The proposal would increase the $1,600 limit on refundability to $1,800 for tax year 2023, $1,900 in 2024, and $2,000 in 2025, as well as apply an inflation adjustment in 2025 that would make the cap match the credit maximum of $2,100. It would also quicken the phase-in for taxpayers with multiple children and allow taxpayers an election to use their prior-year earned income to calculate their maximum child tax credit. After the end of 2025, all four changes to the credit would expire.

In addition to the two major cost recovery changes and the child tax credit expansion, the bill would:

      • Restore a less restrictive limitation on business deductions for net interest expense, returning to a 30 percent limit based on EBITDA (earnings before interest, taxes, depreciation, and amortization) rather than EBIT (earnings before interest and taxes); the tighter limitation based on EBIT took effect beginning in 2022, and the proposal would allow companies an election to use the looser limitation for 2022 and 2023 and require the EBITDA-based limitation for 2024 and 2025
      • Increase the amount of low-income housing tax credit (LIHTC) available to states by 12.5 percent and lower the bond-financing threshold for the credit from 50 percent to 30 percent from 2023 through 2025
      • Expand Section 179 expensing by increasing the maximum deduction from $1.16 million to $1.29 million and increasing the phaseout threshold from $2.89 million to $3.22 million for tax years beginning after 2023, with these levels indexed for inflation thereafter
      • Provide relief from double taxation for residents of Taiwan, consistent with standard bilateral treaties the U.S. has with many countries
      • Provide tax relief for losses and other situations related to qualified disaster areas or events
      • Gradually increase certain information reporting requirement thresholds from $600 to $1,000, adjusted for inflation after 2024

To pay for the tax cuts over the 10-year budget window, the bill would tighten enforcement efforts and make other changes to the COVID-era employee retention tax credit (ERTC), which under current law may be claimed on amended returns through April 15, 2025. It would apply penalties to “ERTC promoters” who have failed to comply with requirements for preparing ERTC claims, increase the statute of limitations on assessments of the ERTC, and disallow claims of the ERTC after January 31, 2024.

What does this mean in terms of finalizing your business and personal income tax returns for 2023?
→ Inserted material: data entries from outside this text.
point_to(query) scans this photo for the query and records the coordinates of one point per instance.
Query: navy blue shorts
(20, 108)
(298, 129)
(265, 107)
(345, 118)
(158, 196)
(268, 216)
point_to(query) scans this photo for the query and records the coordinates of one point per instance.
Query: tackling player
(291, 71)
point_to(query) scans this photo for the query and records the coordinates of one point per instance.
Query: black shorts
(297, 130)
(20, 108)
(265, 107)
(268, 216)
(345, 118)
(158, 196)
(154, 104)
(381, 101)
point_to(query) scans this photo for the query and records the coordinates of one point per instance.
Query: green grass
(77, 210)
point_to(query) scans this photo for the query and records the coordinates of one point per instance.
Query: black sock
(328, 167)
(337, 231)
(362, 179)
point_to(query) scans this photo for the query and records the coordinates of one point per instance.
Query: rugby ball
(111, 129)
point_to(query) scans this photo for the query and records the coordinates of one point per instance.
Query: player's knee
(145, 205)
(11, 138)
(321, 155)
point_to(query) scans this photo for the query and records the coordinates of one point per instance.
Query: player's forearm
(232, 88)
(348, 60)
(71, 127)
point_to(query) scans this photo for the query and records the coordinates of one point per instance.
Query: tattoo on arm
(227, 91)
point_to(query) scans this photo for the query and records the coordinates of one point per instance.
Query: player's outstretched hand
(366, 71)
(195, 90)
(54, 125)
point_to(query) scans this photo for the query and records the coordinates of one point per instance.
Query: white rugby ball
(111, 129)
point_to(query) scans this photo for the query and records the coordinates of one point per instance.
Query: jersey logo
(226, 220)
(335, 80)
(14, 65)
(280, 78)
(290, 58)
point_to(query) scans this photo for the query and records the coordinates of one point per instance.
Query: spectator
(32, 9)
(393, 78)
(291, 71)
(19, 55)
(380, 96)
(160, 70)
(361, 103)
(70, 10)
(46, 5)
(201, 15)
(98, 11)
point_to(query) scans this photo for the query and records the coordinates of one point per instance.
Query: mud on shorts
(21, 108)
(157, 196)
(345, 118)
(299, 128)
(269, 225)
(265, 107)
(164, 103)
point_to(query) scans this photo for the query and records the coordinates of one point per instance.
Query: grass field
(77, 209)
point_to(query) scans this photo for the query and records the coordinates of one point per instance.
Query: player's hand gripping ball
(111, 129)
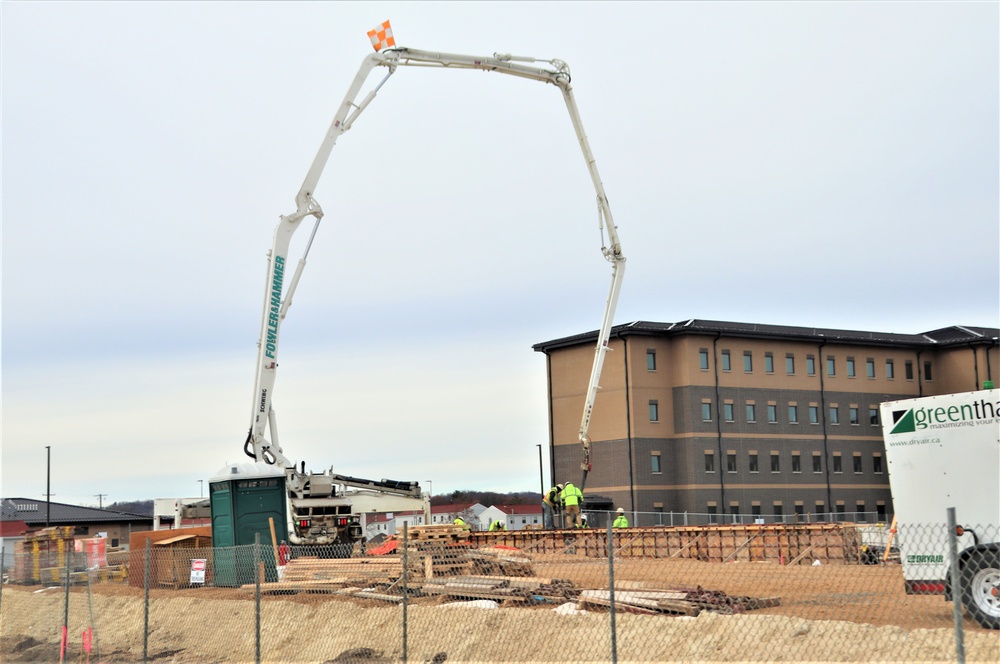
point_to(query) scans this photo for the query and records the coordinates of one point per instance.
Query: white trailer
(943, 452)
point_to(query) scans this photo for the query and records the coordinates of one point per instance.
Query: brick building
(744, 421)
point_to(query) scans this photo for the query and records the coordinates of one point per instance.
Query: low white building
(514, 517)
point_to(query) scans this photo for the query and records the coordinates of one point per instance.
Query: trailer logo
(924, 559)
(968, 414)
(272, 319)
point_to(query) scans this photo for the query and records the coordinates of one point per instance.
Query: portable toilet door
(245, 498)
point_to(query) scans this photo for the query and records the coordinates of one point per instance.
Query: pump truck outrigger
(324, 508)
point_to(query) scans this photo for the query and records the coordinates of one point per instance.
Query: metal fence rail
(435, 594)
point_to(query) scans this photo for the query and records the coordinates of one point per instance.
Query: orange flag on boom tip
(382, 37)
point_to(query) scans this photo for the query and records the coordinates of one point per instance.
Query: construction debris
(684, 601)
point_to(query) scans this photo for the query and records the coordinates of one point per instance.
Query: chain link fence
(761, 592)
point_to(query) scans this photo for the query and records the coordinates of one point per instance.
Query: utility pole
(541, 474)
(48, 483)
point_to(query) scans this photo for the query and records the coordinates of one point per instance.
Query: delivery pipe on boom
(276, 305)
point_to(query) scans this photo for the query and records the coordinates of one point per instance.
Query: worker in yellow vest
(550, 505)
(571, 497)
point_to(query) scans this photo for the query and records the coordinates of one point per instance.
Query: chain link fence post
(956, 587)
(145, 619)
(405, 587)
(258, 568)
(65, 628)
(611, 589)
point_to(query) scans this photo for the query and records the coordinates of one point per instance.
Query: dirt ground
(827, 613)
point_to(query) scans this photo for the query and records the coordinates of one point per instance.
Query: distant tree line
(487, 498)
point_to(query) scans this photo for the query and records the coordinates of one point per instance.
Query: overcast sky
(815, 164)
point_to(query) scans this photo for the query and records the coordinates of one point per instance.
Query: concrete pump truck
(325, 507)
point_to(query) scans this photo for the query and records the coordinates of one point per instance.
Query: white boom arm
(275, 308)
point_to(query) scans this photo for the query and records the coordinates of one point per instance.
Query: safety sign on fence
(198, 570)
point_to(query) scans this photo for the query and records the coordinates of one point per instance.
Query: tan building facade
(743, 421)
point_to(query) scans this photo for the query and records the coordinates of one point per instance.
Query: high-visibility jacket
(571, 495)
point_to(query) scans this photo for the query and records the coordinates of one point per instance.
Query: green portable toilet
(244, 499)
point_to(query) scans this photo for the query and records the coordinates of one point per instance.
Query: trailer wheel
(981, 592)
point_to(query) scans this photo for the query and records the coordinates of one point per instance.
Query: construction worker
(550, 503)
(571, 498)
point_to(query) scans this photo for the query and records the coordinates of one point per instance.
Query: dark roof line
(946, 336)
(32, 510)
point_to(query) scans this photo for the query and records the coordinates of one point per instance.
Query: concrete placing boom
(308, 489)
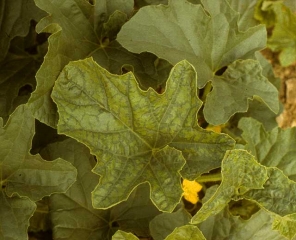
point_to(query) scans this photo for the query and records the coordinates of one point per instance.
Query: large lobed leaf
(244, 177)
(70, 209)
(281, 16)
(275, 148)
(15, 17)
(209, 37)
(80, 30)
(225, 226)
(25, 178)
(138, 136)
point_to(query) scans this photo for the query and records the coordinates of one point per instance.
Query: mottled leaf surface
(225, 226)
(17, 77)
(186, 232)
(121, 235)
(14, 217)
(242, 81)
(275, 148)
(69, 210)
(244, 177)
(138, 136)
(80, 30)
(164, 224)
(26, 174)
(246, 10)
(15, 17)
(240, 174)
(283, 36)
(211, 42)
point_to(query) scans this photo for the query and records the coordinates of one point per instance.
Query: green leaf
(164, 224)
(133, 215)
(285, 225)
(70, 210)
(240, 174)
(246, 10)
(81, 30)
(23, 173)
(283, 37)
(15, 17)
(17, 72)
(243, 177)
(210, 43)
(186, 232)
(183, 30)
(15, 214)
(120, 235)
(273, 149)
(242, 81)
(41, 220)
(137, 135)
(225, 226)
(278, 193)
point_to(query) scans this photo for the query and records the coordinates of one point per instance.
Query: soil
(288, 89)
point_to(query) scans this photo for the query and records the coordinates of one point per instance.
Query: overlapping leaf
(282, 19)
(240, 173)
(182, 30)
(186, 232)
(273, 149)
(17, 72)
(25, 175)
(81, 30)
(137, 136)
(164, 224)
(121, 235)
(225, 226)
(69, 210)
(242, 81)
(15, 17)
(15, 215)
(243, 177)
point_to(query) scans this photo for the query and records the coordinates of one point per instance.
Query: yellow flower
(191, 188)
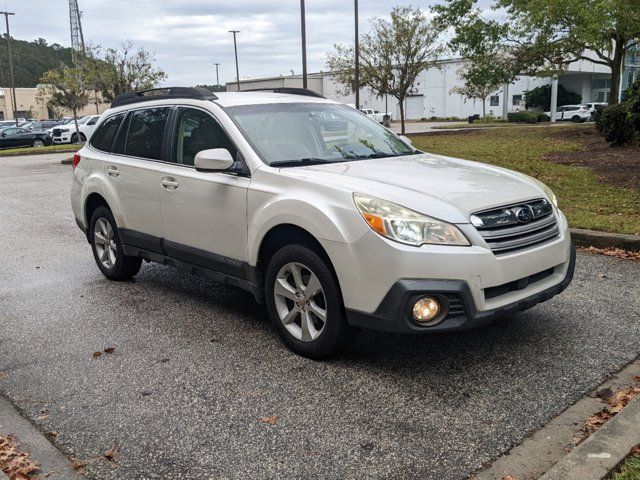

If you have provided your tax information to us, we are working on them.  If your returns are affected by the bill above, we recommend waiting to file your tax returns until we have more clarity on whether the bill gets passed in the Senate or stalls out.  

If the bill passes, we will apply the new tax law to your tax returns. We must also wait for our tax software to be updated to reflect the new tax law. We would rather extend your returns and have you file timely by the extended deadline instead of filing hastily without extending, which could lead to additional costs to amend your business and possibly personal tax returns. We know you are eager to file your tax returns, and we are eager to finalize them for you.  However, we would like to know with more certainty what will happen in Congress and how this bill will definitively impact your tax situation in order to determine when and how to proceed.  More to come!